Charles Explorer logo
🇬🇧

Measuring Syntheticity

Publication at Faculty of Arts |
2018

Abstract

Language typology is a common tool for describing, analyzing and comparing languages. The concept is very often used rather intuitively, especially in contrasting languages and their structures and it is rather problematic to quantify the degree of a language type present in the language under scrutiny.

The poster is going to present verification, or falsification, of the methodology for measuring morphological syntheticity proposed in "Measuring typological syntheticity of English diachronically with the use of corpora" (Tichý, Čermák, 2014). The methodology is based on morphological behaviour of high-frequency nouns, adjectives and verbs, the basic assumption being that the more varied the inflectional system of a language, the more synthetical its nature.

Based on the distribution of morphological markers across paradigms, authors computed syntheticity indices for these parts of speech in a given period (Old English, Middle English, Early Modern English, Present-Day English) and an overall index for the language of this period. A morphological marker is understood to be a formal expression, so it is not described on functional basis.

The index expresses the choice a speaker has in creating forms of a word, that is how well the markers are distributed throughout the system. To compute this index the authors used the informational entropy, capturing the degree of randomness in the system underlying a speaker's choice.

If this methodology is applicable to different languages and yields any comparable results, the description of English and its development can be considered functional and reliable. To see if this is really the case, the authors replicate the research on Modern Czech, using Czech corpora (SYN series, Institute of the Czech National Corpus).

Czech language is commonly described as a synthetic language, thus in terms of typology it is closer to Old English than it is to Present-Day English. Firstly, only probes of high-frequency words are carried out, in a similar way as in the original study.

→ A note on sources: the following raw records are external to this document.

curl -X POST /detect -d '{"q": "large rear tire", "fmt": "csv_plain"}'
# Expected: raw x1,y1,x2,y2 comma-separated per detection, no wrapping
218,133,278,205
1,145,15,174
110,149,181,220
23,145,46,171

If the syntheticity index is closer to the value of Old English than to the values of later stages of English, it is reasonable to assume that the index is representing the same property of the two language systems and to consider this methodology valid. The second step attempts to assess whether the fact that the calculation of the syntheticity index is based on a probe, i.e. on a limited set of data, may in itself skew the results and the value of the index.

Having the advantage of working with a fully lemmatized and tagged corpus, the whole procedure is repeated for the entire corpus and the final values compared with those obtained in the first step. Similarly, the procedure is repeated for the BNC and so that the results can be contrasted with those from the original study.